The activist faction argues that, if things are left to take their own course, the developing countries might well gravitate toward the capitalist rather than the "socialist" world. The top Kremlin party official concerned with Soviet policy toward the developing world, Karen Brutents, hinted in a Pravda article some weeks ago that the activist faction was winning. He ascribed to the Carter administration a new strategy of winning the adherence of the developing countries to the capitalist world, and he did it in terms that suggested Washington might well succeed in the absence of forceful Soviet counteraction.

On the question whether the Kremlin should take a passive attitude or stimulate conflict in the developing world, he conceded that developing countries that took a "socialist orientation" in the past did not necessarily end up with "identical results." There had been "zigzags and even regressions" - as presumably in Somalia lately, and in such countries as Ghana, Indonesia and India in the past, in all of which the Soviet Union had invested a great deal of effort on the assumption that, by cultivating the ruling class, it could bring them into the Soviet orbit.
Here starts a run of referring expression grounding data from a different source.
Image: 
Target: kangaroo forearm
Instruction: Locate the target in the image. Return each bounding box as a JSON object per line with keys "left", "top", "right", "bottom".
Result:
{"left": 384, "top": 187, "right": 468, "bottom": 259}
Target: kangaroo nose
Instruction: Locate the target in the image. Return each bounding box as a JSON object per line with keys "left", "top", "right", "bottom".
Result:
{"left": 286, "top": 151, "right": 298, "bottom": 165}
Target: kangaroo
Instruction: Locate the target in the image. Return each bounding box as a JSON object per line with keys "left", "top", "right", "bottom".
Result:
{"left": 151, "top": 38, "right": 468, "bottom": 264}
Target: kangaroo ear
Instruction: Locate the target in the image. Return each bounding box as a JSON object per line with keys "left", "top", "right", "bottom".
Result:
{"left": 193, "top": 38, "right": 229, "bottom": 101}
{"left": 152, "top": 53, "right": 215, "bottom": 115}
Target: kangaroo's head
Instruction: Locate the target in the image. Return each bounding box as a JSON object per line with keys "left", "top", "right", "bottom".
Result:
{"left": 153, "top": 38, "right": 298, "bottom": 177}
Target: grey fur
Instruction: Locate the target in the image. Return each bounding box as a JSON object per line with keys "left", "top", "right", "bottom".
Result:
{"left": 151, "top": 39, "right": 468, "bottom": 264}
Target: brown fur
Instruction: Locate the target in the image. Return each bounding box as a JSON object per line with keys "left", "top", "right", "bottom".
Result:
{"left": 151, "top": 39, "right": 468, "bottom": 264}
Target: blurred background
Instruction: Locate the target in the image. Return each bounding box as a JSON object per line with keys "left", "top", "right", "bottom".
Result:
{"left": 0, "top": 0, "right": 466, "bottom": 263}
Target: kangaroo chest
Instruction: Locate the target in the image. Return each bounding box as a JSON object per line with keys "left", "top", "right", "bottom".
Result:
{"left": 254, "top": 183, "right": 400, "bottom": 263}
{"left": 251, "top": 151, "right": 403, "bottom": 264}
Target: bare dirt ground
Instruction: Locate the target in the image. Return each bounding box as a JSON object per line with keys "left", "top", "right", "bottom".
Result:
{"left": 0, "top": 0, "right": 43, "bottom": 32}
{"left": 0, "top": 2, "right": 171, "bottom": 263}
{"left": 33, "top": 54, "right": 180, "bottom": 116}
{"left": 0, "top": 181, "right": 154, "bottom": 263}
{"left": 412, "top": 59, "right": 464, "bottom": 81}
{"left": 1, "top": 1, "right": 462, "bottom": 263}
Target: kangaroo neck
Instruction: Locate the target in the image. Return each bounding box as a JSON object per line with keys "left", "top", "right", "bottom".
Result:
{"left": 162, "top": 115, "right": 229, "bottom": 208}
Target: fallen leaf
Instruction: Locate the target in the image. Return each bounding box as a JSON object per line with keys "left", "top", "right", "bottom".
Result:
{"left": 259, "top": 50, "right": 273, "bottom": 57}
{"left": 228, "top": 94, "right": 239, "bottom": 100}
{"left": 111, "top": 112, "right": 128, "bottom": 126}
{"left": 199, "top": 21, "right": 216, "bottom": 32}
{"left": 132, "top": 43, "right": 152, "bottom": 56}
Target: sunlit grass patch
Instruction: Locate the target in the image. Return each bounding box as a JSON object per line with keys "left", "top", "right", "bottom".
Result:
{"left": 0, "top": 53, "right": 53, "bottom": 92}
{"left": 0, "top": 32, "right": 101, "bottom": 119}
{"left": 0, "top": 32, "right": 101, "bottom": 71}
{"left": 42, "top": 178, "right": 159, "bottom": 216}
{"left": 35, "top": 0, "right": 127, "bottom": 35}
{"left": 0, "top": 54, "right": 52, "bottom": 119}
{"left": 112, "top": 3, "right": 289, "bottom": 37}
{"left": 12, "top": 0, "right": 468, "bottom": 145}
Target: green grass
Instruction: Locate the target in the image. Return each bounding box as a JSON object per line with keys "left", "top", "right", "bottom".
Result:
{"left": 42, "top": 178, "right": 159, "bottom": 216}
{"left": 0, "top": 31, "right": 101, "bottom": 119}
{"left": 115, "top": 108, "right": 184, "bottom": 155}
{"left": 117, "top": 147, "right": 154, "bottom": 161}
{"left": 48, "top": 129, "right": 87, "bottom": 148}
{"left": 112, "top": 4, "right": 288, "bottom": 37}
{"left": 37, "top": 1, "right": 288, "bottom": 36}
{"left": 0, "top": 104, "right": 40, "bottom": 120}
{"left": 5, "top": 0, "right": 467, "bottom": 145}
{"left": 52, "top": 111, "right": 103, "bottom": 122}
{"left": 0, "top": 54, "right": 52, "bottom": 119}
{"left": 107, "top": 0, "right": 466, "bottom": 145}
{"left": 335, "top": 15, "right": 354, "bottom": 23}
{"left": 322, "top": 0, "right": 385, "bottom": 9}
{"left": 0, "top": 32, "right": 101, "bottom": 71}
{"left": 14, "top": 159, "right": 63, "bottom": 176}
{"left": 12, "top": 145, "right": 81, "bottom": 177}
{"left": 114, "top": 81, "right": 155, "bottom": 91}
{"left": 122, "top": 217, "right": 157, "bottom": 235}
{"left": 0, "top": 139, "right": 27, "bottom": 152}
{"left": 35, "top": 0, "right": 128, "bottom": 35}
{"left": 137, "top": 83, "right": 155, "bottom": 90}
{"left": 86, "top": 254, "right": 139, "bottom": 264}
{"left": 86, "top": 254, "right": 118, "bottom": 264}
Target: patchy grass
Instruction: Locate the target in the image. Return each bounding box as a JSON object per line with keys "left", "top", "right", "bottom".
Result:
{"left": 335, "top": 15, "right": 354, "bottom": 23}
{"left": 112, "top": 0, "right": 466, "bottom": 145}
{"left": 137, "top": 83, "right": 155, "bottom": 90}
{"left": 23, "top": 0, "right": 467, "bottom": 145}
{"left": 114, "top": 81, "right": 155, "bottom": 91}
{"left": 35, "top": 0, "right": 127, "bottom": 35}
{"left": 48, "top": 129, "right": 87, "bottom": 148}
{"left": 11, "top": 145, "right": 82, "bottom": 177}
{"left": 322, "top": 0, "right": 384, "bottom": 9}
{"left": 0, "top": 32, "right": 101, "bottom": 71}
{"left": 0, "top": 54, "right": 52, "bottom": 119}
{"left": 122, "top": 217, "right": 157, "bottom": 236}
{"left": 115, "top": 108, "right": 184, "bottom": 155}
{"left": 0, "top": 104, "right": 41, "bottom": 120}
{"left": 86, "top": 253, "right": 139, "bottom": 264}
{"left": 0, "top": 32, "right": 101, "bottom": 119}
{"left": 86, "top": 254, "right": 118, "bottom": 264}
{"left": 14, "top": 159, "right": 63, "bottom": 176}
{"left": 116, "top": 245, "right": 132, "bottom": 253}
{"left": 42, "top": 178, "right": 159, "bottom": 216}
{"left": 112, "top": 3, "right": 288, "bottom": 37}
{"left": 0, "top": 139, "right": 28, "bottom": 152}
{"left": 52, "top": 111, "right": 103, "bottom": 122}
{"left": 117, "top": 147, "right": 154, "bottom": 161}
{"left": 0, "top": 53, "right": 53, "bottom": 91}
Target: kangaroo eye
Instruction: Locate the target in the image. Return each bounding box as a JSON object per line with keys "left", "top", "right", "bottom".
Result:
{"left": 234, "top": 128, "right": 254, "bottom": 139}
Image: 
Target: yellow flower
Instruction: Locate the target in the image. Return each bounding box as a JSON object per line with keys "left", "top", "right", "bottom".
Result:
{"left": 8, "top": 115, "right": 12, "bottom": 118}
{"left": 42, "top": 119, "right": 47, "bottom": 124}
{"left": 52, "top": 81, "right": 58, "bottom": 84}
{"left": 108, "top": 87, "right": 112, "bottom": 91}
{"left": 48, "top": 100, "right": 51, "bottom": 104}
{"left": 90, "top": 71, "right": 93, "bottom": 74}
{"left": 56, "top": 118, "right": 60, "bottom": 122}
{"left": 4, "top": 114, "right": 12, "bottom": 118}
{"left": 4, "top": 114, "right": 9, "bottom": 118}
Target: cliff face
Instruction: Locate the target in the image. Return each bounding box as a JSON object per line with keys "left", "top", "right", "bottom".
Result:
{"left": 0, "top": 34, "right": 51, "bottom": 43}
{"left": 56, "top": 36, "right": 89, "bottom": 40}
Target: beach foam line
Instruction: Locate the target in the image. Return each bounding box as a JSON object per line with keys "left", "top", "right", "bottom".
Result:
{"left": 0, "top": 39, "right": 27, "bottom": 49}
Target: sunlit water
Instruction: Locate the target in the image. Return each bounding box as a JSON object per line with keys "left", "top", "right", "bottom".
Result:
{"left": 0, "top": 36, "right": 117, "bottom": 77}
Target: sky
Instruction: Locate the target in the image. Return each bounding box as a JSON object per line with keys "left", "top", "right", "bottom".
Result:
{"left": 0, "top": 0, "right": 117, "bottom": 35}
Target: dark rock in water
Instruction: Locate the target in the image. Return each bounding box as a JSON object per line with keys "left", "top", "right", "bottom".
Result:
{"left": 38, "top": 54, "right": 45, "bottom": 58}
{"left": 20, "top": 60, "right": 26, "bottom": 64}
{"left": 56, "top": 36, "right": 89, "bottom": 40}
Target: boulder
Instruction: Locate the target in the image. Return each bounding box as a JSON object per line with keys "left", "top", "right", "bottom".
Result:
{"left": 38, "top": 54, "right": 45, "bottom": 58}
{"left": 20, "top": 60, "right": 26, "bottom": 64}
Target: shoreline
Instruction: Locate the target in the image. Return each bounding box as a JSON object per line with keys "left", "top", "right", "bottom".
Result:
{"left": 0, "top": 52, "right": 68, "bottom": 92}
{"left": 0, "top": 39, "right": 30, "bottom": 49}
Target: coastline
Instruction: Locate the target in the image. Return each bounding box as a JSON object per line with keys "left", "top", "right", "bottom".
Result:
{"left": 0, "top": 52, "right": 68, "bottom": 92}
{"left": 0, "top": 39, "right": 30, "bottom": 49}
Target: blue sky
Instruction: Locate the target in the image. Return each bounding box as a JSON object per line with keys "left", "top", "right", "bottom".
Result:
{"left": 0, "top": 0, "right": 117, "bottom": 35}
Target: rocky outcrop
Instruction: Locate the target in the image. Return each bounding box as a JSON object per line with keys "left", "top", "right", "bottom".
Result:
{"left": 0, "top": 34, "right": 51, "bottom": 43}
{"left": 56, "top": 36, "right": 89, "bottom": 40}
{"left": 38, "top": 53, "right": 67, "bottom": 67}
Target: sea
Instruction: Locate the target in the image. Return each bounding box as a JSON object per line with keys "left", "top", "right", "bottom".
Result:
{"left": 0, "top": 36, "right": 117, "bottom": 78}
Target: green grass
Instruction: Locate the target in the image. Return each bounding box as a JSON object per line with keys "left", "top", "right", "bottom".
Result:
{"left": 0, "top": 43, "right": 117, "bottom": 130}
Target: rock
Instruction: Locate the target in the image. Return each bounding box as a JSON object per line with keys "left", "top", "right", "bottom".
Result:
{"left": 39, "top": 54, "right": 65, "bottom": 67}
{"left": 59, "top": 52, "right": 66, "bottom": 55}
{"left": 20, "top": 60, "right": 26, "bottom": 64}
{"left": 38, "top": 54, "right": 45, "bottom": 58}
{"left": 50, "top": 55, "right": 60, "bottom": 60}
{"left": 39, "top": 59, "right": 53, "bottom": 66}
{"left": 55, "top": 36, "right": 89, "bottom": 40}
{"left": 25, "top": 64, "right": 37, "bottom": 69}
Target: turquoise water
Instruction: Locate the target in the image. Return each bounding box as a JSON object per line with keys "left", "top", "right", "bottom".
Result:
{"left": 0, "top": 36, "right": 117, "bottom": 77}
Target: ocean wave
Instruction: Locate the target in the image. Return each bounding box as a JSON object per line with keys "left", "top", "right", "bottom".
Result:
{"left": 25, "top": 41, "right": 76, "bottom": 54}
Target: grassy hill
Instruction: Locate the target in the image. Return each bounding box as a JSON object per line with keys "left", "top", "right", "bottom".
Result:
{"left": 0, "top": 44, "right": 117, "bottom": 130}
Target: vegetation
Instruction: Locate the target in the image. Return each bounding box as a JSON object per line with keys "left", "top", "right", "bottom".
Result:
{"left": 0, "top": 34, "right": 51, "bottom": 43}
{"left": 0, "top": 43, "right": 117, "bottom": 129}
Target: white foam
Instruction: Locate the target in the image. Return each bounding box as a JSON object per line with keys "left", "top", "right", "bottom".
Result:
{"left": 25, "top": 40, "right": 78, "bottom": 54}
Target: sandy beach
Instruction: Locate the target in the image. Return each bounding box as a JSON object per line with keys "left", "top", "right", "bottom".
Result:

Now Brutents gives some support to the opposite view. He finds that events have confirmed "on the whole" - which means that the argument is not yet fully settled in Moscow - "that the tendency toward a socialist orientation begins during the liberation strugle." From this it would follow that Moscow should stimulate and encourage such struggles, leapfrogging from Somalia to Ethiopia, and from Rhodesia to South Africa - not forgetting Angola - in pursuit of the larger objective sought by the more hawkish section of the leadership.

The time to show the Moscow hawks that this was a risky game was when they started playing it, but President Carter's early warnings were not taken very seriously in the Kremlin. He will now have to act more firmly if the wants Moscow to take note of what he says.